Through those who visit and revisit her shop, she catches glimpses of the local Indian expatriate community. To each, Tilo dispenses wisdom and the appropriate spice, for the restoration of sight, the cleansing of evil, the pain of rejection. But when a lonely American ventures into the store, a troubled Tilo cannot find the correct spice, for he arouses in her a forbidden desire – which if she follows will destroy her magical powers.
I was initially dubious about ‘The Mistress of Spices’ – the blurb didn’t quite pull me in and I was unsure if the plot would focus on the magic of the spices or the romance between Tilo and the lonely American. By the end of the first chapter I was hooked – Divakaruni’s poetic and unique writing style is perfect for portraying the mystic nature and humanity of Tilo’s story. ‘The Mistress of Spices’ opens with Tilo’s early life as a prophetic child who is spoilt and feared by her family and village as a result of her power, in an unspecified time period in India. Until she travels to the Island and undertakes training Tilo is a loose cannon who unwittingly brings chaos wherever she goes. Even after completing her training, Tilo’s desire to help her customers leads her to rebel against the conditions of her power, which usually results in circumstances becoming worse instead of improving. I really loved that despite her good intentions Tilo’s magic with the spices is unpredictable and frequently works against her wishes. When she tries to control it, the result is often worse and the effects snowball to affect more of her unknowing customers. This is a step away from the usual portrayals of a protagonist being an all powerful magic user once fully trained. Tilo’s errors were both refreshing and relatable.
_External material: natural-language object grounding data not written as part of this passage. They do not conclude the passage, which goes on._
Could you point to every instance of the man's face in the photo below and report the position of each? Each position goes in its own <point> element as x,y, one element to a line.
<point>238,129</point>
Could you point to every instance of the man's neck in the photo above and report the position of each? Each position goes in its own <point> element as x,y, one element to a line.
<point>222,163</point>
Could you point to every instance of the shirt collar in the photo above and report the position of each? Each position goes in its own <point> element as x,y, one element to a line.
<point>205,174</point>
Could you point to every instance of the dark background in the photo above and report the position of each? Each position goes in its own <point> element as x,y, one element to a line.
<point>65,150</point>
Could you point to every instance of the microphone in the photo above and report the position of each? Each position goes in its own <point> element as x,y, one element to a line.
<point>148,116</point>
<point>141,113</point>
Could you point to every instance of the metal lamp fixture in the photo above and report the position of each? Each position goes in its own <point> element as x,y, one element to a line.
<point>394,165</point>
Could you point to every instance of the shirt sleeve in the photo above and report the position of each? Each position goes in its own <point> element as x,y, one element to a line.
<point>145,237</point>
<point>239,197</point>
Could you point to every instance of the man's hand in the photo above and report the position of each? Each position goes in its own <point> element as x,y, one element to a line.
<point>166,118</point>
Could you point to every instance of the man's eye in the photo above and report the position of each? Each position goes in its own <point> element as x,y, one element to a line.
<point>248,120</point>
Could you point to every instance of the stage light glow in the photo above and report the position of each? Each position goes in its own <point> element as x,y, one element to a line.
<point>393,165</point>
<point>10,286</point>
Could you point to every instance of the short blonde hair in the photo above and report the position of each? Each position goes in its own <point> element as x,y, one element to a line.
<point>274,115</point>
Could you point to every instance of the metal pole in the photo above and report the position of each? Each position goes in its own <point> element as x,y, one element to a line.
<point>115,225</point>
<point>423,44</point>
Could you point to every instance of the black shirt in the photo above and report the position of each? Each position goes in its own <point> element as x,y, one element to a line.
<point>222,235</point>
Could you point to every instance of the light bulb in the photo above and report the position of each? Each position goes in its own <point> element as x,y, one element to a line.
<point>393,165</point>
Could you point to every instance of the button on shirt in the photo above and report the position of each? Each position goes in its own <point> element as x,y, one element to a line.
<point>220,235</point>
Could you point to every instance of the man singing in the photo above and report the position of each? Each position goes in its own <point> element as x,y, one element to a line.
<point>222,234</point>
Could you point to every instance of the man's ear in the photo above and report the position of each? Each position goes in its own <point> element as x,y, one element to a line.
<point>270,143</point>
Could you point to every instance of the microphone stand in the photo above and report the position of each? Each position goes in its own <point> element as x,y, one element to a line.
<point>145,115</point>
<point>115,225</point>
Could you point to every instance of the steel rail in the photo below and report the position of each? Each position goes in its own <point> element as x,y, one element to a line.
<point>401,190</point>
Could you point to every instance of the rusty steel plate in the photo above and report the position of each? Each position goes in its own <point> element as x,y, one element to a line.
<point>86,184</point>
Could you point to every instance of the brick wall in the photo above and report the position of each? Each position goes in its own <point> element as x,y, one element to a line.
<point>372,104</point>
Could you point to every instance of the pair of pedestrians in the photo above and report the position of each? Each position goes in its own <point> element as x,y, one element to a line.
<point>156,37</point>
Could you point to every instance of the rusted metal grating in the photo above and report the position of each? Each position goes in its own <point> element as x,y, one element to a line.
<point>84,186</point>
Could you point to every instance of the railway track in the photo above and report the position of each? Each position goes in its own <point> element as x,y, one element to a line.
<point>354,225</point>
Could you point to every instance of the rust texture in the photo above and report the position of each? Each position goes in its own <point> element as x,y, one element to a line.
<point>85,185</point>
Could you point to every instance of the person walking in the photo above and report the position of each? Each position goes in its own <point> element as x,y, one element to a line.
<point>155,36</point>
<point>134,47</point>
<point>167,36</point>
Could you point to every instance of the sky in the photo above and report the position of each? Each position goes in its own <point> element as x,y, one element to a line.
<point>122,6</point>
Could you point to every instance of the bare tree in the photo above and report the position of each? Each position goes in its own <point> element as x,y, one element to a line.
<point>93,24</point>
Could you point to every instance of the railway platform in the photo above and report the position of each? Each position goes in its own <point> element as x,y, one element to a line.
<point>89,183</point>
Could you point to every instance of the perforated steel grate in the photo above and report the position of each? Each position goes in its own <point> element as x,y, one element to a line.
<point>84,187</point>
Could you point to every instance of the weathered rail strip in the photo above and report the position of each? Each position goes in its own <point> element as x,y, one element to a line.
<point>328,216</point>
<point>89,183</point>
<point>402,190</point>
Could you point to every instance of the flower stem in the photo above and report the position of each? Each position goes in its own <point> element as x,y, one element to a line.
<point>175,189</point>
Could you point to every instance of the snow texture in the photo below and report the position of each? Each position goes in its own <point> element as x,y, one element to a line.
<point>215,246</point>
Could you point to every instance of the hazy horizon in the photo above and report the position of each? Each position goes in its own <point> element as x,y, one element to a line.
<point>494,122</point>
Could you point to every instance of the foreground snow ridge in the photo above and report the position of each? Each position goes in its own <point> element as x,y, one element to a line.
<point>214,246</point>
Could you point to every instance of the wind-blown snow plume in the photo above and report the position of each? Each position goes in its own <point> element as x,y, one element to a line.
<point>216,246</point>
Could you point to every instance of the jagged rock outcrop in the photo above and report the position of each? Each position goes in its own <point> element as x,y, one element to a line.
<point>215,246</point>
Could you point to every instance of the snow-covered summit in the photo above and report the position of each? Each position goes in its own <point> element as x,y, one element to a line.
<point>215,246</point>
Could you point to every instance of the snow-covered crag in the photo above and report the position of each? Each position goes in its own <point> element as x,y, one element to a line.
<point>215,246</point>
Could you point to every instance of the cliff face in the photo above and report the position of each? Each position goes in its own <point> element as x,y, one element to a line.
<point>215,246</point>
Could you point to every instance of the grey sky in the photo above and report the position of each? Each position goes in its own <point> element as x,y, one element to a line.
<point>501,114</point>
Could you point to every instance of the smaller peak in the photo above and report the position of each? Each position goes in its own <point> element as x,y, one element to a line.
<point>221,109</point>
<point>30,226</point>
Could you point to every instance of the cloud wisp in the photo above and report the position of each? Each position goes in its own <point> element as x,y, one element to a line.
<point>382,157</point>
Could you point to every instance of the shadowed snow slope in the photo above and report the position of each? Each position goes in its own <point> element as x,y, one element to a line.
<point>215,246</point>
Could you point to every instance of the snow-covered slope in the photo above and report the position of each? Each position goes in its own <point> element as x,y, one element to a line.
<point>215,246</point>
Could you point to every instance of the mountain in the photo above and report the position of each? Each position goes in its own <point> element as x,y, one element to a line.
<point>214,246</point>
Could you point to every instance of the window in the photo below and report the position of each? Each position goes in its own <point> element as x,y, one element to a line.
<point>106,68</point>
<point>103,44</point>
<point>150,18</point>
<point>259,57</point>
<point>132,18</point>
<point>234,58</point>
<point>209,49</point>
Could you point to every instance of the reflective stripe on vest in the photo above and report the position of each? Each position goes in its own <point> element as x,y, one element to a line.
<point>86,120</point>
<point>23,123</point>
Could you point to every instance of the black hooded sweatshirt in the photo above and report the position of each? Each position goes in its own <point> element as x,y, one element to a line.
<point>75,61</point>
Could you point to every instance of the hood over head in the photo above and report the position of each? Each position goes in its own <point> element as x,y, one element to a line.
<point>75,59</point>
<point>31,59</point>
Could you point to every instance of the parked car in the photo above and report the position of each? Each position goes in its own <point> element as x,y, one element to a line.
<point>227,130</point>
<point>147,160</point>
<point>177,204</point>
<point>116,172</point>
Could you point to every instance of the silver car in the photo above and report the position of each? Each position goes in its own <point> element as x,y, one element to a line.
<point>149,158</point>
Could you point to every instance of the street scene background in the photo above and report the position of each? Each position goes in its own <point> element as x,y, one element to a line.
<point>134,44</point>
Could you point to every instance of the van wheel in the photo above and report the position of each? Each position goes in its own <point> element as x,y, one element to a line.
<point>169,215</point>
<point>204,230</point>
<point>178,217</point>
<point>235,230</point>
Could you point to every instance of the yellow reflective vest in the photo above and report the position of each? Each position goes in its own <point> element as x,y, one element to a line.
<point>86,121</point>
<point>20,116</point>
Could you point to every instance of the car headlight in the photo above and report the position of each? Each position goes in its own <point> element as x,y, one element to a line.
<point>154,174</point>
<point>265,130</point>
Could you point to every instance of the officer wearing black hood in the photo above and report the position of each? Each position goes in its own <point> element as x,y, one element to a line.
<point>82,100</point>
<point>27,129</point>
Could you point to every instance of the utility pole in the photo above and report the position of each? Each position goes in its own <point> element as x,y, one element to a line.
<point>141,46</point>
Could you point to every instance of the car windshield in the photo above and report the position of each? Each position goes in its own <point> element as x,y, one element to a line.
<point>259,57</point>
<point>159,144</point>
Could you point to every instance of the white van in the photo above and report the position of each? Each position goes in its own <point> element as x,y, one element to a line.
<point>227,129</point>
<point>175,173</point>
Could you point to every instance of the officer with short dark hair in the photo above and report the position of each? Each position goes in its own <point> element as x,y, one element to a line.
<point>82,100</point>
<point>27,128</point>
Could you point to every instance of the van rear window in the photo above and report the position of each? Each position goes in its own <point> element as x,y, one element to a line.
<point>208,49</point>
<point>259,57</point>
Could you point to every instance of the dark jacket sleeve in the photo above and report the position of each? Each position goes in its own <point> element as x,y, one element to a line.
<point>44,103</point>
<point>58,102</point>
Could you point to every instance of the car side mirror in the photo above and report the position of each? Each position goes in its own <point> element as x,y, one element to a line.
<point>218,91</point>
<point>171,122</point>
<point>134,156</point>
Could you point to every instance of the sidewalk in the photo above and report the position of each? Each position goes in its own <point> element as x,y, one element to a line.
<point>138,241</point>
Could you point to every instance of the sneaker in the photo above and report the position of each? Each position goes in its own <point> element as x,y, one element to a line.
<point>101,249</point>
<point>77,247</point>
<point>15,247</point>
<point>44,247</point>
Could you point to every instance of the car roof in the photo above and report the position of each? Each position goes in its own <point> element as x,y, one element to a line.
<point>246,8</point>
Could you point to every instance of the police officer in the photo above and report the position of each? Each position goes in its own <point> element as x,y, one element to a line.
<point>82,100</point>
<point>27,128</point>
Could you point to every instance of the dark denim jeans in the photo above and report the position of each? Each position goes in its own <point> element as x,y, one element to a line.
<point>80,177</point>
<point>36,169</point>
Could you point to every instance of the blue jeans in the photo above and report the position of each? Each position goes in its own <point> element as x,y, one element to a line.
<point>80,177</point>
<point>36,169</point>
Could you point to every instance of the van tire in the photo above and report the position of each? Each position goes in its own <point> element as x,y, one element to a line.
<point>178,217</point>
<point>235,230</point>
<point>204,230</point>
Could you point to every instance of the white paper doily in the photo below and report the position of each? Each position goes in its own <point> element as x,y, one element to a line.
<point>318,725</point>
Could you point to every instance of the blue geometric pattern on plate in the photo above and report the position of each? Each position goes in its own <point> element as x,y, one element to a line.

I do wish that Tilo’s time on the island and the magic of the spices were more fully explained. Tilo’s training at the Island is told in flashbacks, and usually related to an event that has occurred or will occur soon in the narrative. This is a shift from the linear narrative that was used until this point in the book. It felt like this technique was chosen so that the magic of the spices didn’t have to be explained. I’m confused at the decision – I feel that the flashbacks are either used to increase the sense of mystery, or to hide that Divakaruni didn’t fully develop the magical concepts she uses in the novel. Undeveloped magic laws are a pet peeve of mine and I wasn’t pleased to have questions about Tilo’s magic at the close of the book.
With that said, ‘The Mistress of Spices’ definitely focuses more on Tilo’s magic and relationships with her customers than on her romance with the lonely American named Raven. The relationship is never really developed, and Raven is used more as a representation of Tilo’s secret need to rebel than as a genuine love interest. I found it hard to believe that Tilo would choose Raven over the laws of the spices, as the relationship quickly showed flaws that Tilo herself identified to the audience.
Overall, ‘The Mistress of Spices’ was an engaging and enchanting novel, and I was completely charmed by rebellious but good hearted Tilo. If you’re looking for an epic romance then this book probably isn’t for you, but I recommend picking ‘The Mistress of Spices’ up if you’re in need of a little magic to while away an afternoon.